Committed to musical experiences, students and faculty in the Live Music Collective started the Jazz in the Library series back in 2022. Associate University Librarian and Director of Research and Scholarly Initiatives Joshua Finnell described the scouting process for bands as student-driven.
“Many of the artists we’ve brought to campus the last few years came as recommendations from students, Professor of English Michael Coyle and Kara Rusch,” Finnell said. “Their radio show on WRCU, ‘Slim & Him,’ has been a catalyst for showcasing new and emergent jazz musicians on our campus and surrounding community. [Wolper] and [Filiano] came highly recommended from [Coyle] and [Rusch].”
Filiano and Wolper brought jazz to the usually quiet space, diffusing intense studying with cheerful and sweet notes. Finnell emphasizes the importance of creating moments of pause.
“We purposefully host these shows on the fifth floor of the library to allow students an opportunity to take a brief respite from studying in Case to enjoy live music or merely watch a song or two as they enter the building en route to their study carrel,” Finnell said. “Our hope is to create a serendipitous musical experience in the regular rhythms of life on campus. Of course, we also hope students become fans of jazz.”
Praised for charting her own path, Wolper intertwines creative tastes with beautiful vocals. Wolper gave students and faculty a front-row seat to the power of musical storytelling and improvisatory vocal jazz. After a particularly upbeat performance, Wolper explained the music’s backstory.
“The song was written by Bob Casanova,” Wolper said. “When I heard this song, I knew I had to sing it. But his version is very different from this one. It was very bluesy and ballad-y — and it was perfection. I decided I had to find another way in and write a different arrangement.”
Finnell resonated with Wolper’s unique style and encouraged students to check out the magic-making for themselves.
“If you haven’t heard [Wolper] sing live, you should,” Finnell said.
Described as a “creative virtuoso,” Filiano intertwines traditions of double bass with avant-garde techniques. His imagination is palpable.
“The gift that we all have as human beings, besides being able to count, to talk, to put language together, is to think abstractly,” Filiano said. “And part of abstract thinking is to be able to hold two, three, four or 27 diametrically opposed ideas together. How do we balance that?

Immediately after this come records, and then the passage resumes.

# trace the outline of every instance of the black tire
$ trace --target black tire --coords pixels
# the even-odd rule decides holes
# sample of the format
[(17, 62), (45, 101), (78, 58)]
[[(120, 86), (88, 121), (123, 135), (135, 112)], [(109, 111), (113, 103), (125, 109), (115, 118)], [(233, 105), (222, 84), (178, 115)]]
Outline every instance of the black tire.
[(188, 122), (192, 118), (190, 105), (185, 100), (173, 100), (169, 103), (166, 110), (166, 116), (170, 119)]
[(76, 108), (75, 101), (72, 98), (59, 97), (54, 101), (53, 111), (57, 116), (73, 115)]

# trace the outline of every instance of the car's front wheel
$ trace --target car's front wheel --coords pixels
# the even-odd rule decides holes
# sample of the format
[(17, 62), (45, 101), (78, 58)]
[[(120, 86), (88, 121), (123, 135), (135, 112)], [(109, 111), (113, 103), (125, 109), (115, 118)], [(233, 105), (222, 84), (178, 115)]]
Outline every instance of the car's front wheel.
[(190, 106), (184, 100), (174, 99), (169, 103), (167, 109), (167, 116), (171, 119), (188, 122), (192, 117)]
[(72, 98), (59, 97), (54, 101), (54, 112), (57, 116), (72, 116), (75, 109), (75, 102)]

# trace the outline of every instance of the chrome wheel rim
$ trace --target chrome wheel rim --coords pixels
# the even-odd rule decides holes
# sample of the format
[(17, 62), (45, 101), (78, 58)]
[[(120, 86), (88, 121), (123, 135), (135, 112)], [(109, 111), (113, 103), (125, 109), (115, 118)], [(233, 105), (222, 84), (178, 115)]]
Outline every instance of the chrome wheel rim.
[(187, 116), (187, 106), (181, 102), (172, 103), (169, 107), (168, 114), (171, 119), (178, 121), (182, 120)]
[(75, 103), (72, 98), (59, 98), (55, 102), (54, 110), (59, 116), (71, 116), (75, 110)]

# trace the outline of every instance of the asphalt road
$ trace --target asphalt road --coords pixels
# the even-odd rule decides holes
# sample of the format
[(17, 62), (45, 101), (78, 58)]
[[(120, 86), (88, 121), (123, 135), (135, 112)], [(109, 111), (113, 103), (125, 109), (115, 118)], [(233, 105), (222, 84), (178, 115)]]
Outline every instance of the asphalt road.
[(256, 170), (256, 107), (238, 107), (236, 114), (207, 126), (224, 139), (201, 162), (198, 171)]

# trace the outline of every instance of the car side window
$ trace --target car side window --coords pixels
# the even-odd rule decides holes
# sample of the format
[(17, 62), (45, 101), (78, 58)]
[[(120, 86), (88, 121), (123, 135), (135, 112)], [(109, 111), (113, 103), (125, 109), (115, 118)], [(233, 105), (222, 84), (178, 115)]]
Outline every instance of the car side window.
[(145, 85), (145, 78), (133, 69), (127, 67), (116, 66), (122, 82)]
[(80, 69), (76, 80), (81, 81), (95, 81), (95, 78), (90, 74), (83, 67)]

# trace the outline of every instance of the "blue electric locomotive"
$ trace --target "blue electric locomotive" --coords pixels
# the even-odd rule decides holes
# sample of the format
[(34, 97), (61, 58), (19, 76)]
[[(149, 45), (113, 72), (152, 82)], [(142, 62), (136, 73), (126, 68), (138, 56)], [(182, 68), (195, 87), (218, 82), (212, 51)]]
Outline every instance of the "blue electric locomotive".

Sometimes that is humorous. Sometimes that is tragedy.”
Filiano complimented Wolper’s ability to transform Cassanova’s original song with an older, bluesy style into something entirely new.
“She opened my mind when we did this,” Filiano said. “This is the beauty of being a human being, that we have abstraction, mental expansion.”
“I opened your mind?” Wolper humorously responded.
Filiano and Wolper not only experimented with different lyrics but sometimes removed lyrics altogether. The duo brought up Brian Stark, visiting assistant professor of music, to perform a fun and unusual piece written by Jay Clayton.
“One of the things about music is you can communicate without words, but you don’t necessarily remove the emotions,” Filiano said. “There is an instantaneous connection emotionally without getting caught in the specifics of rhetoric and so on.”
Despite it being his first time seeing the song, Stark’s saxophone beautifully integrated with the instrumental and improvisational music. Filiano complimented Stark for tuning right in.
“Scientists in Switzerland are figuring out how to define that consciousness is cosmically universal,” Filiano said. “Therefore, we really don’t need words. We just need sound with the vibrations. I mean, we were tuned right in. So thank you.”